Digital radiographic imaging systems generally referred to as DR has replaced the workhorse of diagnostic radiography, FSR. DR is defined by the American Association of Physicists in Medicine (AAPM) [4] as “radiographic imaging technology producing digital projection images such as those using photostimulable storage phosphor (computed radiography or CR), amorphous selenium, amorphous silicon, charge‐coupled device (CCD), and metal oxide semiconductor‐field effect transistor (MOSFET) technology.” DR includes computed radiography (CR) and flat‐panel digital radiography (FPDR); digital fluoroscopy (DF); digital mammography (DM); digital radiographic tomosynthesis (DRT) and digital breast tomosynthesis (DBT); and CT. These modalities are described in detail by Seeram [5].

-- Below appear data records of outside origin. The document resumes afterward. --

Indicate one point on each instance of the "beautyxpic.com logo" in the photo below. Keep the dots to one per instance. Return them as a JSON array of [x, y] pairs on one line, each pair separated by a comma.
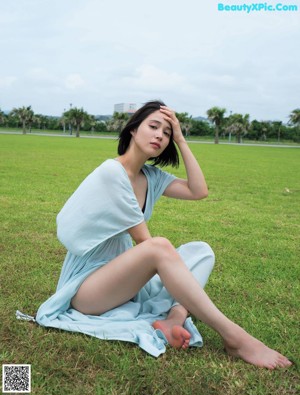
[[257, 7]]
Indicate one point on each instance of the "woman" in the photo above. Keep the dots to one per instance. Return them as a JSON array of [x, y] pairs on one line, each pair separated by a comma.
[[140, 293]]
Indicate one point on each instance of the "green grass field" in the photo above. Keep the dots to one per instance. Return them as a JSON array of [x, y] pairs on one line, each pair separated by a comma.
[[252, 221]]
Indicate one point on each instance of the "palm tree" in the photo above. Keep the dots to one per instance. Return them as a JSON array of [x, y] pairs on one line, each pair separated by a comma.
[[295, 117], [77, 117], [216, 115], [25, 116], [238, 124], [2, 116]]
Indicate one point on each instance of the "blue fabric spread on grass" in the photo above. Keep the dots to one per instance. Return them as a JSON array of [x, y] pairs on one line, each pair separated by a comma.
[[93, 227]]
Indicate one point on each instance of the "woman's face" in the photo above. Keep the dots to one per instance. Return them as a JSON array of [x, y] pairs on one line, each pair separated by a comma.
[[153, 135]]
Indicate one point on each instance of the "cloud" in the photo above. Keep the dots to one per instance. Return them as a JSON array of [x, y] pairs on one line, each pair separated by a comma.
[[152, 78], [7, 82], [74, 81]]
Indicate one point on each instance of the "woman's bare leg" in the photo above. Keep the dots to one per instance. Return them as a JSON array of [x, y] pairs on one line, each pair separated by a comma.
[[119, 280]]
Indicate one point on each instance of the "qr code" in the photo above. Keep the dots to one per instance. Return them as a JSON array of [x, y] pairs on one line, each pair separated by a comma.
[[16, 378]]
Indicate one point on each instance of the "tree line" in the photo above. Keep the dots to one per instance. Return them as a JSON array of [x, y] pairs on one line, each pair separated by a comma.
[[234, 126]]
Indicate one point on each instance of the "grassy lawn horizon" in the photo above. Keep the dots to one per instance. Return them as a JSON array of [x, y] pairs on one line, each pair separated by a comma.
[[251, 219]]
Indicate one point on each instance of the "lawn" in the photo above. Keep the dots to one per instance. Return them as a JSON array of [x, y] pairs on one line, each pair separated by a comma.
[[252, 221]]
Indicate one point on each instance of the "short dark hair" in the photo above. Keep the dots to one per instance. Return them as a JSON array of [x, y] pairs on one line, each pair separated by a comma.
[[169, 156]]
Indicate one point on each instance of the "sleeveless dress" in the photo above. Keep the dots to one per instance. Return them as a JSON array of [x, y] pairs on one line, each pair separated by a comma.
[[93, 226]]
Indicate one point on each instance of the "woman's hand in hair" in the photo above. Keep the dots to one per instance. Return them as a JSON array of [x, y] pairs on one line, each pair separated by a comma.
[[170, 116]]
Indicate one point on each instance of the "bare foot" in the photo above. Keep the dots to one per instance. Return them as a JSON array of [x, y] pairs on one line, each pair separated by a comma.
[[255, 352], [177, 336]]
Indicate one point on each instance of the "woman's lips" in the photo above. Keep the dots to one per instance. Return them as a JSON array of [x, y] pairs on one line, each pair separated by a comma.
[[157, 145]]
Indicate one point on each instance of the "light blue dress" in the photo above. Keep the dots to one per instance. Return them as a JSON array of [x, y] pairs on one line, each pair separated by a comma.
[[93, 226]]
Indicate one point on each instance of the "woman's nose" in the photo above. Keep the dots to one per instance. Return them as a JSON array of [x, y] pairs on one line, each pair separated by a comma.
[[158, 134]]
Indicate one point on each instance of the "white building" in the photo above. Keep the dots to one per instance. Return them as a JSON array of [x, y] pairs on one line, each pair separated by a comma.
[[128, 108]]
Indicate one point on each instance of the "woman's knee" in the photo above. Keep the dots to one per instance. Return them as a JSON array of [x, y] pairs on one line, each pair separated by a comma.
[[161, 247]]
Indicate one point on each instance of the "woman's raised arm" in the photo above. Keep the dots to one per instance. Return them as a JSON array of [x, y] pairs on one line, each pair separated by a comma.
[[194, 187]]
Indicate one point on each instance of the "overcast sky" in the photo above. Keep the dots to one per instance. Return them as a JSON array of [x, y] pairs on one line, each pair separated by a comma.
[[96, 53]]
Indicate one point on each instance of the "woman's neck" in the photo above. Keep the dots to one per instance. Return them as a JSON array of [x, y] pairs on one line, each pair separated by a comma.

The overall major system components of any DR modality are illustrated in Figure 2.4, and includes an x‐ray generator, an x‐ray tube, a digital detector, a computer, an image display monitor, and finally a digital communications system.

1 The x‐ray generator provides the electrical power to the x‐ray tube to provide the appropriate radiation exposure for the examination under investigation.

2 The patient is exposed and a latent image is created on the digital detector.

3 The latent image is processed by the computer and subsequently displayed on a monitor for viewing and interpretation.

4 The image can be stored and communicated to remote sites for viewing.

Each of the DR modalities listed above will be reviewed below with respect to major imaging system components only. The details of each of these modalities work will be described in later chapters.

Figure 2.4 The overall major system components of any DR modality includes an x‐ray generator, an x‐ray tube, a digital detector, a computer, an image display monitor, and finally a digital communications system.

The major components of a CR system are shown in Figure 2.5. These components include the imaging plate (IP), the IP processor, IP erasure, and image display monitor. After the IP is exposed as shown, a latent image is created on the IP. Subsequently, the IP is placed in the processor where it is scanned by a laser beam to render the latent image visible which is then displayed for viewing and interpretation. The IP is exposed to a bright light to erase any residual image, so that it can be used again.